Paseos por la vieja Europa
Luis Pancorbo propone en su libro 'Del Mar Negro al Báltico' un análisis del pormenor humano de los escritores que sirve para explorar el pasado europeo.
Del Mar Negro al Báltico. Caminos y letras. Luis Pancorbo. Almuzara. Córdoba, 2014. 288 páginas. 21,95 euros.
Una peculiaridad de este libro, aparte la decidida mirada antropológica de su autor, es la de vincular el viaje a determinados nombres de la literatura europea.
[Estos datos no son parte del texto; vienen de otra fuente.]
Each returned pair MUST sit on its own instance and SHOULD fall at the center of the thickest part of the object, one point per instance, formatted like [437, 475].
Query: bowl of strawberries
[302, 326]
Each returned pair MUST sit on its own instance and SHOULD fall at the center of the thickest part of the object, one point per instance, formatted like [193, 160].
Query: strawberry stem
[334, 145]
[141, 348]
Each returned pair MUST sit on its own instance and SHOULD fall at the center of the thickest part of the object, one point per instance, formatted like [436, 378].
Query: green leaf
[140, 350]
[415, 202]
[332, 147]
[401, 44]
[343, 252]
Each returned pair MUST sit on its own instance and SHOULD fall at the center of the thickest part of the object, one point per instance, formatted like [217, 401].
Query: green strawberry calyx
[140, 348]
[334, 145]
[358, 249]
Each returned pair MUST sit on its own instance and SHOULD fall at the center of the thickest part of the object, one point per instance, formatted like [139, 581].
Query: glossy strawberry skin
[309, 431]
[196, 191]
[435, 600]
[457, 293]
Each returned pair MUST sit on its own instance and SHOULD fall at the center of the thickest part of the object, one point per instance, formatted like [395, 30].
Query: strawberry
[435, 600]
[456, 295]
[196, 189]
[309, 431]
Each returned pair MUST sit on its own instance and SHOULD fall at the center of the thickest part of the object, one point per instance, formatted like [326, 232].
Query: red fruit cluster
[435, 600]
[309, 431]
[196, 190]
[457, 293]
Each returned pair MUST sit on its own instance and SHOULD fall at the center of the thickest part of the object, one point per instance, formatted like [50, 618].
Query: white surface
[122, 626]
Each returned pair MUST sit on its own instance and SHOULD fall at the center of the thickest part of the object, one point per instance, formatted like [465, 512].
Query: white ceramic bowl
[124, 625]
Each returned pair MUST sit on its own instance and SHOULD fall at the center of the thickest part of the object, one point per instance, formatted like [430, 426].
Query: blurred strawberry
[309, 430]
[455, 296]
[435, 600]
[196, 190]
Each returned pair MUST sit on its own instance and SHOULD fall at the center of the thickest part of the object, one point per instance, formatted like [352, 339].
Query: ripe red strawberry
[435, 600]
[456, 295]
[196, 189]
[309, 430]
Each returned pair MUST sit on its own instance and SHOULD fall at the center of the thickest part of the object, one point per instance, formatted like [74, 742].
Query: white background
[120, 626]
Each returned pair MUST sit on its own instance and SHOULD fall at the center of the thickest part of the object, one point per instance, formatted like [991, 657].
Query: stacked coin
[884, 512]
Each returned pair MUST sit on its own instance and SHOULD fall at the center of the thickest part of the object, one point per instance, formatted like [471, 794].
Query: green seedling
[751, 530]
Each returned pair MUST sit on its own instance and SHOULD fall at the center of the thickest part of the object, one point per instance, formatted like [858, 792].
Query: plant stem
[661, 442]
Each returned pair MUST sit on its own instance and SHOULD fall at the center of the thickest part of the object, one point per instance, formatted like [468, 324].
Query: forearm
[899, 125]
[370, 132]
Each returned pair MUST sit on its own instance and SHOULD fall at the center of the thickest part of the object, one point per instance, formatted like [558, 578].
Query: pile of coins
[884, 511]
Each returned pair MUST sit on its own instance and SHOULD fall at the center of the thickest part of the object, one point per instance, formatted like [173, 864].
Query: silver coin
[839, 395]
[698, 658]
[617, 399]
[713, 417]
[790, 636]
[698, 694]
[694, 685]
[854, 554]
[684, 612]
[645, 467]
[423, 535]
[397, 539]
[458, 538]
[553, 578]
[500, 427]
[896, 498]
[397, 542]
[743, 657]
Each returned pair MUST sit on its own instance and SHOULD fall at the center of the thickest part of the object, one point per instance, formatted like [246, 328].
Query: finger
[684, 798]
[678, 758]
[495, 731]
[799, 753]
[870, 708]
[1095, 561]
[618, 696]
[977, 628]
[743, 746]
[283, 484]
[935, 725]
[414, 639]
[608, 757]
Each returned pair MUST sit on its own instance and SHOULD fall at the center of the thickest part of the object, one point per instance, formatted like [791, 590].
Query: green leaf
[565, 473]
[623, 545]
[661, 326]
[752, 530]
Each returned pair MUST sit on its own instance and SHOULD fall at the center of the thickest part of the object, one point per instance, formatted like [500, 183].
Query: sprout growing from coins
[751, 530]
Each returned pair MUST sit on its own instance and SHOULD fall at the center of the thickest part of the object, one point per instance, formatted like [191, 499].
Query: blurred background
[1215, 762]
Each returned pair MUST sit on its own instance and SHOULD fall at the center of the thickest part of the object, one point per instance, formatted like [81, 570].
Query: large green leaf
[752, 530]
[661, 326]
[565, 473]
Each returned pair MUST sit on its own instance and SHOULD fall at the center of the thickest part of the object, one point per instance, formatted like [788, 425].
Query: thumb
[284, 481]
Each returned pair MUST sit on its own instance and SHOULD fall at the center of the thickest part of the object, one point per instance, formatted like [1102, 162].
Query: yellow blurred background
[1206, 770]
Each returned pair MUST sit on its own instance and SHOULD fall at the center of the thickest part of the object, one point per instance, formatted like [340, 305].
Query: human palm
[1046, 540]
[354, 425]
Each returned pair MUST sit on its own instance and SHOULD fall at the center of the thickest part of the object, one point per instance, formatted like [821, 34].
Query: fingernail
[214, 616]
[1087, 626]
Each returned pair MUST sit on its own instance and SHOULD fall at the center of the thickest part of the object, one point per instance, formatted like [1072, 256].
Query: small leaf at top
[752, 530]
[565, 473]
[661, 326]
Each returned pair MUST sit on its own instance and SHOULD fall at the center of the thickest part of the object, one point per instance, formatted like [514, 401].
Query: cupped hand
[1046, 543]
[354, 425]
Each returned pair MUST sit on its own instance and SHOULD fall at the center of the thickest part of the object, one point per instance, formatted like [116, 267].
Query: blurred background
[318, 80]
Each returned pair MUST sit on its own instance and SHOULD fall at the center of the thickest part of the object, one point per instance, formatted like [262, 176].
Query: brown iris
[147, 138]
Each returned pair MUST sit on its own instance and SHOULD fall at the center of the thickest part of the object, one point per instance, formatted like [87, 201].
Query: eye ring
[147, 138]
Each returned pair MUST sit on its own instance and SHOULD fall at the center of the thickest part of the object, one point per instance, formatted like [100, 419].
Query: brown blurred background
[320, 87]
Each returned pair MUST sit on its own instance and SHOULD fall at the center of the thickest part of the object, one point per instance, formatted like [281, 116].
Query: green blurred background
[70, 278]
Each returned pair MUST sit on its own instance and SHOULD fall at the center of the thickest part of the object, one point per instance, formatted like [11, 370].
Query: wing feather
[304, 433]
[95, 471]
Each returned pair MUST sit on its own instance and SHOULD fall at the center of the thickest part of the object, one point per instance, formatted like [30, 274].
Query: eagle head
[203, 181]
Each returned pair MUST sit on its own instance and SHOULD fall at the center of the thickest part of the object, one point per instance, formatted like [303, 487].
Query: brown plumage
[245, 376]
Así, la Moldavia de Pushkin precede a la Crimea de Tólstoi y de Chéjov, y ambas a la Ucrania interior, donde Pancorbo buscará la tenue huella literaria de Conrad y de Nikolái Gógol. Dicho itinerario acabará en Riga, ciudad que vio morir a Ángel Ganivet, no sin pasar antes por la Varsovia de Malinowski y la Vilnus de Czeslaw Milosz. En cualquier caso, y señalada ya la singularidad más obvia de esta obra, cabe decir que Del Mar Negro al Báltico no es una colección de estudios literarios (género excelente, por otra parte), sino un viaje por etapas donde los escritores, su pormenor humano, sirven de excusa para exfoliar las numerosas capas del pasado europeo, cuyo espesor se transparece aún en la configuración y el aspecto de sus ciudades.
Una mirada superficial o poco atenta podría llevarnos a pensar que la intención de Pancorbo ha sido la de constatar el naufragio de la URSS, consignando de paso los resultados más inmediatos de tal derrumbe. No es ésa, sin embargo, la intención primera y la razón última de estas páginas. En los diversos capítulos aquí incluidos, cada uno enhebrado en torno a un figura literaria, lo que se revela, lo que se dice, lo que se vislumbra, no es otra cosa que la perduración del pasado y el sedimento espiritual que configura oscura y tenazmente, a través de los siglos, el carácter de un pueblo. Quiere decirse con esto que, bajo la corpulenta efigie de la URSS no dejó de alentar, bien el catolicismo, bien el rito ortodoxo, bien el menguado culto hebraico que sobrevive a los progromos zaristas y soviéticos y a la solución final del régimen nazi. Más allá aún, es posible datar un paganismo todavía reciente (paganismo que señalaron, cada uno a su modo, Michelet y Heine), sin olvidar la huella ribereña de la Antigüedad clásica. Y es precisamente esta heredad grecolatina la que Pushkin, exiliado en Moldavia, recupera siguiendo los pasos de otro exiliado: Publio Ovidio Nasón. En este sentido, el hecho de que Pushkin uniera el culto a la antigüedad con el culto del folclore zíngaro, no hace sino incardinarlo en la profusa imaginería romántica -recuerden la novelita de Von Arnim, Isabela de Egipto, donde Carlos V se enamora de una hermosa gitana- que hizo del ayer, de lo insólito, lo vagoroso y lo errabundo, un ideal irrazonado y una pasión exótica.
A esto cabe añadirle la presencia fantasmal, pero no por ello menos evidente, de los grandes imperios que dirigieron los destinos de aquella zona: el imperio otomano, el imperio ruso y el imperio Habsburgo de Austria-Hungría. Sin esta formidable mezcla político-religiosa, buena parte de lo sucedido en aquellas tierras, buena parte del delicado vitral que Pancorbo recoge en estas páginas, no tendría una explicación adecuada. Sea como fuere, es probable los capítulos más interesantes sean aquellos que atañen de un modo directo a Ucrania y su limes; vale decir, aquellos que, dedicados a Pushkin, a Conrad, a Chéjov y Tólstoi, nos dejan entrever la endiablada cordelería sentimental que todavía fracciona y enemista esas tierras. Por los mismos motivos, el dedicado a Gógol no es menos relevante que los antedichos. En cuanto a Ganivet, el que se ocupa de los últimos días es quizá el más conmovedor y extraño. No obstante -y obstar aquí es abrir una brecha sustancial respecto de las otras partes del libro-, el capítulo dedicado a Cracovia, a la Cracovia de Conrad y Malinowski es, con mucho, el que mayor desasosiego, el que mayor pesadumbre proporciona al lector. Y no por la peripecia de vital de ambos escritores, cada uno a su modo instigado por la curiosidad antropológica, sino por ese más allá absoluto que abre la visita de Pancorbo al campo de exterminio de Auschwitz. Ahí, es un vacío total, operado sobre la huella de lo humano, lo que vuelve a abrirse con una proximidad aciaga y calcinante. Esas son, indudablemente, las páginas mejores, las más terribles y sobrecogidas, de este volumen. Los zapatos vacíos, las cabelleras en montón, remiten a lo indecible que vive y arde en el corazón de los hombres.